Tuesday, April 04, 2006

First Class Tinned Apricots.


Today, April 4th …

If you had been aboard the Japanese cruise ship M.S “Santos Maru” of the Osaka Shosen Kaisha Line on this day in 1934, you would have been en route between Japan and the east coasts of South America and the United States. It was still the golden age of cruising, and you would have been travelling first class in one of the 38 suites, because that was its only accommodation. This would have been your lunch for the day:

LUNCHEON

Chutney Spanish Olives Pickles
HOT
Tomato & Rice Soup
-
Stew Rabbit & Pickle Pork
Petits Caisse a la Joinville
Oeuf’s a la Neige
Curry and Steamed Rice
Potatoes Boiled and Julienne
-
BUFFET FROID
Roast Ribs of Beef Mortadela Sausage
Roast Pheasant Boiled Corned Ox-Tongue
Dressed Salad
-
SWEETS
Toast Pudding

FRUITS:- Tin apricots Bananas
CHEESE:- Holland Cremeri Gruyere
Luncheon Rolls Soda Biscuits Assorted Nuts
Tea:- Lipton Green & Coffee

You could stay home and still eat your way around the world with that menu! Apart from its confused ethnicity, the menu raises some interesting issues: Lipton tea is mentioned by brand name, the apricots were (proudly?) determined to be from a can, and what on earth is ‘Toast Pudding’?

Toast pudding sounds like a very Victorian English dish for a very Victorian English invalid, rather than a first-class passenger on a cruise ship, but a recipe could not be found in any of the standard English cookbooks. To the OF’s surprise, there is one in ‘The White House Cookbook’ (1887), by Mrs. F.L. Gillette! Perhaps an American reader can enlighten TOF further on the history of the pudding, and its relationship to the Presidential home?

TOAST PUDDING.
Toast several thin slices of stale bread, removing the crust, butter them well, and pour over them hot stewed fruit in alternate layers. Serve warm with rich hot sauce.

As for the tinned apricots … TOF is unable to comment except to say there may be times and places when these are necessary, perhaps in extreme circumstances even desirable, but surely there are better ways to preserve apricots? Dried? In Brandy? Serve apples instead?

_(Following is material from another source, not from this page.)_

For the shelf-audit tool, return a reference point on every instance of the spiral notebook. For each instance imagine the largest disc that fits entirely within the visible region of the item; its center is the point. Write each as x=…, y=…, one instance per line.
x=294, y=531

A recipe for sugared and dried apricots in ‘A Book of Fruits & Flowers; Shewing The Nature and Use of them …’ (1653), sounds great, but would push this story over the word limit, so you must email TOF if you want it.

Tomorrow: Dr Livingstone’s breakfast.

5 comments:

Jasmine said...

I love your blog concept. Very nice. And I agree with your comments on apricots :)

j

vatel said...

Toast pudding
Categories: None
Yield: 1 servings
⅓ c Flour
⅔ c Sugar
Salt to taste
1 tb Butter
3 Egg yolks
3 c Milk
1 ts Vanilla
4 Pieces of toast; (up to 5)
Full recipe here :
http://www.astray.com/recipes/?show=Toast%20pudding+
In Middle europe we add apple slices and raisins and call it "Ofenschlupfer"
intelligent blogging rulez...!

The Old Foodie said...

Thanks Vatel! I cant believe I have never come across this before. I've already learned a lot in my very short blogging career. I dont suppose you are in any way related to THE Vatel?

Kris G. said...

Chiming in as a very newcomer to this blog, I can tell you that The White House Cookbook was a very popular publication right up through the 1950s. It's a collection of recipes from the First Ladies, and gives a fascinating overview of the cooking of different eras.

I was lucky enough to be given my great aunt's copy; sadly, it was well-loved instead of well-preserved, and is now a pile of book crumb.

The Old Foodie said...

Hello Kris
I have a tatty copy of the cookbook from 1913, but the 1887 version is online on the Gutenberg site - not the same as a real book , but good for research.